Another week, another major corporate hack job: Evernote reset the passwords of all of its estimated 50 million users last week after it revealed that user passwords and encrypted e-mails had leaked in a hacking attack. And Java’s woes continue, as Oracle has patched two more zero-day holes in the software this week. This is the fifth Java update of 2013 and it’s only the first week of March. These patches probably won’t be the last as Polish researchers claim to have found five more security issues with Java SE 7.

Even though the company hasn’t announced anything so far, at least one analyst has told the Bloomberg News service that Apple’s rumored iWatch could be a $6 billion dollar opportunity for the company. (Not bad for a product that doesn’t officially exist, eh?)

Although the TV advertising campaign has wrapped up, Microsoft says it isn’t backing off of its “Scroogled” mission to publicly point out privacy flaws and other issues in Google’s products. Microsoft’s Scroogled Web site and anti ad-bot petition to Google CEO Eric Schmidt will remain. Google, for its part, points out that advertising keeps Gmail and other services free and besides, robots do all the work.

trUbisoft’s upcoming Assassin’s Creed IV: Black Flag takes place in the Caribbean in 1715 during the “golden age of piracy” and will be released on October 29, 2013, for the Xbox 360, Wii U, PlayStation 3 and 4, and “all other relevant consoles.”  If you want a game to play in the meantime, the reboot of Tomb Raider hit the scene this week and some reviewers are calling it “arguably one of the best games of the year thus far.” The $60 game is out for PC, PlayStation 3 and Xbox 360 now. There’s also a $3 iPad app called The Final Hours of Tomb Raider, which includes behind-the-scenes features, concept art, video, photos and other goodies for fans of the game.

This just in — teenagers are bored with Facebook.  The Verge site also theorizes that “the age of the brag” is over and teens have moved on to other sites for expressing their identities and sharing.

In mobile news, Twitter is discontinuing its support for the standalone TweetDeck app for Adobe AIR, Android and iOS and Opera Software has released a beta version of its mobile browser for the Android platform. A report from The New York Times says that the new Samsung Galaxy S4 phone will have a new feature called “eye scrolling.” Will it feel like someone’s watching you as you read?
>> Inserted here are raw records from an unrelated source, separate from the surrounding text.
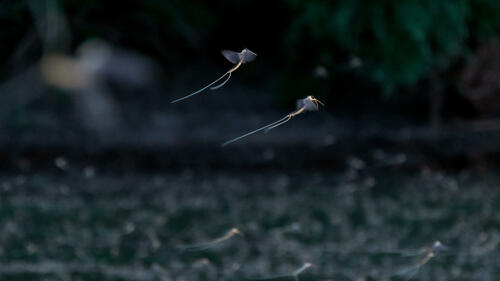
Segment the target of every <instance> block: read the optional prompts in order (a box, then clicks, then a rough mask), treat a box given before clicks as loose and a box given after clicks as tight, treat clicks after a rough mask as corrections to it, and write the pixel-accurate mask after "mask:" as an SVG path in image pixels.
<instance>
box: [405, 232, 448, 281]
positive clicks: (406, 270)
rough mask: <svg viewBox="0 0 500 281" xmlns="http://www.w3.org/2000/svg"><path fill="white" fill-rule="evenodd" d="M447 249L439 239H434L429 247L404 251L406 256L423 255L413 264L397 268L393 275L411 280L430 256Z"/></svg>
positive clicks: (447, 250)
mask: <svg viewBox="0 0 500 281" xmlns="http://www.w3.org/2000/svg"><path fill="white" fill-rule="evenodd" d="M446 251H449V248H448V247H446V246H444V245H443V244H441V242H440V241H435V242H434V244H433V245H432V246H431V247H426V248H423V249H421V250H418V251H415V252H414V253H404V255H406V256H411V255H416V256H423V257H422V258H420V259H419V260H418V261H417V262H416V263H415V264H413V265H411V266H408V267H404V268H402V269H400V270H398V271H397V272H396V273H395V275H399V276H402V277H404V278H405V279H404V280H405V281H408V280H411V279H412V278H413V277H414V276H415V275H416V274H417V273H418V272H419V270H420V268H422V267H423V266H424V265H426V264H427V263H428V262H429V261H430V260H431V259H432V258H434V257H435V256H437V255H438V254H439V253H442V252H446Z"/></svg>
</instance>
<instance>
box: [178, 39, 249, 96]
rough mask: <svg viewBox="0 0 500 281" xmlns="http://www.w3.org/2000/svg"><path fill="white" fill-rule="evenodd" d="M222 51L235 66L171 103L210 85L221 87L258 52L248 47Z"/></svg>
mask: <svg viewBox="0 0 500 281" xmlns="http://www.w3.org/2000/svg"><path fill="white" fill-rule="evenodd" d="M221 53H222V55H223V56H224V57H225V58H226V59H227V60H228V61H230V62H231V63H233V64H235V66H234V67H233V68H231V69H229V70H228V71H227V72H226V73H224V74H223V75H222V76H221V77H219V78H218V79H217V80H215V81H213V82H212V83H210V84H208V85H207V86H205V87H203V88H201V89H199V90H198V91H196V92H194V93H191V94H189V95H187V96H184V97H182V98H178V99H176V100H173V101H171V102H170V103H176V102H178V101H181V100H185V99H187V98H190V97H192V96H194V95H197V94H199V93H201V92H203V91H204V90H206V89H207V88H209V87H210V90H217V89H219V88H220V87H222V86H224V84H226V83H227V81H229V79H230V78H231V74H232V73H233V72H234V71H236V69H238V68H239V67H240V66H241V65H242V64H245V63H248V62H251V61H253V60H255V58H256V57H257V54H256V53H254V52H252V51H250V50H249V49H247V48H245V49H243V51H241V52H239V53H238V52H234V51H229V50H222V51H221ZM226 76H227V78H226V80H224V82H222V83H220V84H219V85H217V86H213V85H214V84H215V83H217V82H219V81H220V80H221V79H222V78H224V77H226ZM212 86H213V87H212Z"/></svg>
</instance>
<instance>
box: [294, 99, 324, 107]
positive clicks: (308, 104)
mask: <svg viewBox="0 0 500 281" xmlns="http://www.w3.org/2000/svg"><path fill="white" fill-rule="evenodd" d="M320 105H321V106H324V104H323V103H322V102H321V101H319V100H318V99H316V98H315V97H313V96H308V97H306V98H305V99H301V100H298V101H297V107H298V108H302V107H303V108H304V109H305V110H309V111H316V110H318V109H319V106H320Z"/></svg>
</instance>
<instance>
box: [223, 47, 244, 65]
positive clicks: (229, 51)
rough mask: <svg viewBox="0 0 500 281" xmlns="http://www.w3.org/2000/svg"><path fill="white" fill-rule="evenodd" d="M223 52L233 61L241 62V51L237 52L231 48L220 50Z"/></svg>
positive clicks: (236, 61)
mask: <svg viewBox="0 0 500 281" xmlns="http://www.w3.org/2000/svg"><path fill="white" fill-rule="evenodd" d="M220 52H221V54H222V55H223V56H224V57H225V58H226V59H227V60H228V61H230V62H231V63H233V64H237V63H239V62H240V59H241V57H240V53H238V52H235V51H230V50H222V51H220Z"/></svg>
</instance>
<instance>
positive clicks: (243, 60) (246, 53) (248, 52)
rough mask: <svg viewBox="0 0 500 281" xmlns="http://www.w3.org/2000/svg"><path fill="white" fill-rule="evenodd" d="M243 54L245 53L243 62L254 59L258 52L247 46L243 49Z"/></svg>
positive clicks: (256, 57) (248, 61)
mask: <svg viewBox="0 0 500 281" xmlns="http://www.w3.org/2000/svg"><path fill="white" fill-rule="evenodd" d="M242 55H243V63H247V62H251V61H254V60H255V59H256V58H257V54H256V53H254V52H252V51H250V50H249V49H246V48H245V49H244V50H243V52H242Z"/></svg>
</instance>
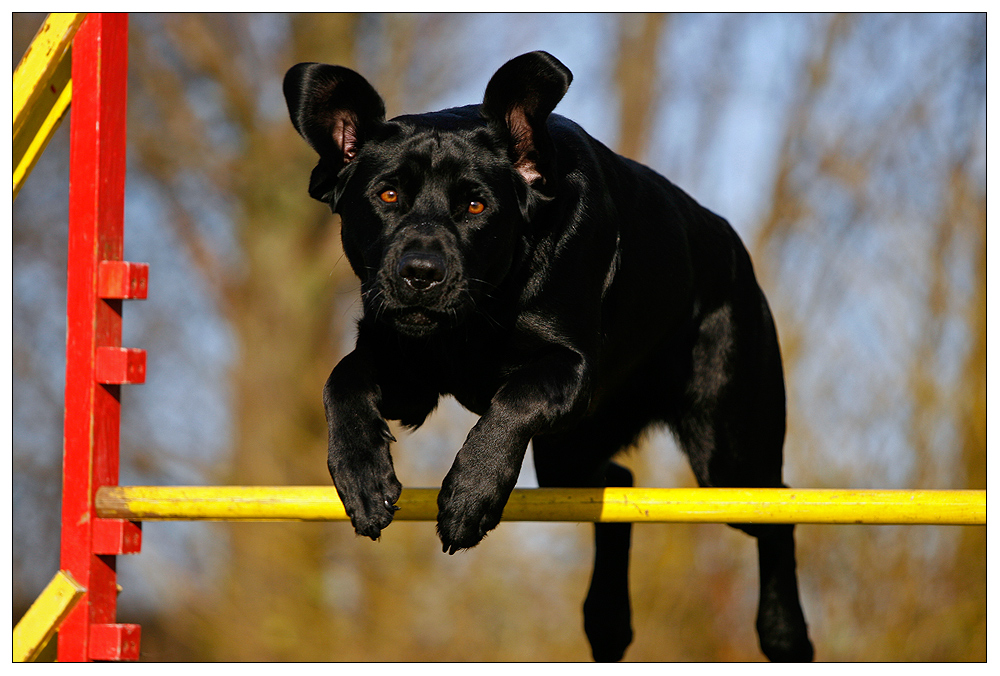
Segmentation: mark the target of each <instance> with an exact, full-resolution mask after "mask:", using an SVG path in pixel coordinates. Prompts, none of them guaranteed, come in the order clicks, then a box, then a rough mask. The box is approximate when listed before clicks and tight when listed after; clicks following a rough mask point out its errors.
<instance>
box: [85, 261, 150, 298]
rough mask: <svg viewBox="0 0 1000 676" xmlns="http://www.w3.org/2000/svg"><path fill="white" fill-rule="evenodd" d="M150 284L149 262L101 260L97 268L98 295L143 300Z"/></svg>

The future will be here before you know it, and Microsoft’s Strategic Prototyping team already has a video of what a possible future full of giant touch screens looks like. As the eWeek site reports, “PCs are out—or at least artfully obscured—while tablets and video walls are in.”

While Microsoft envisions the future of computing, NASA was keeping busy this week with things that were futuristic not too long ago. The Mars Curiosity had a memory glitch last week that caused the rover’s main computer to switch to a safe mode and a backup computer, but scientists at NASA’s Jet Propulsion Laboratory say the rolling robot is on the road to recovery. (The astronomy journalist Stuart Clark reports that disruption caused cosmic rays may be one explanation for the rover’s little brain burp.) NASA also released news last week of a third radiation belt around the Earth.

Mars Curiosity was not the only star vehicle having issues lately. The SpaceX Dragon cargo capsule aimed at the International Space Station had a little problem with three out of its four thruster pods not working after it launched last Friday.

Thankfully, everything worked out for the SpaceX mission and the cargo arrived at the ISS last weekend, but not every air and space adventure is so lucky. But after 76 years, experts think they have solved the mystery of why the Hindenburg airship caught fire and crashed 200 feet over New Jersey’s Lakehurst Naval Air Station back in in 1937. The culprit? Static electricity.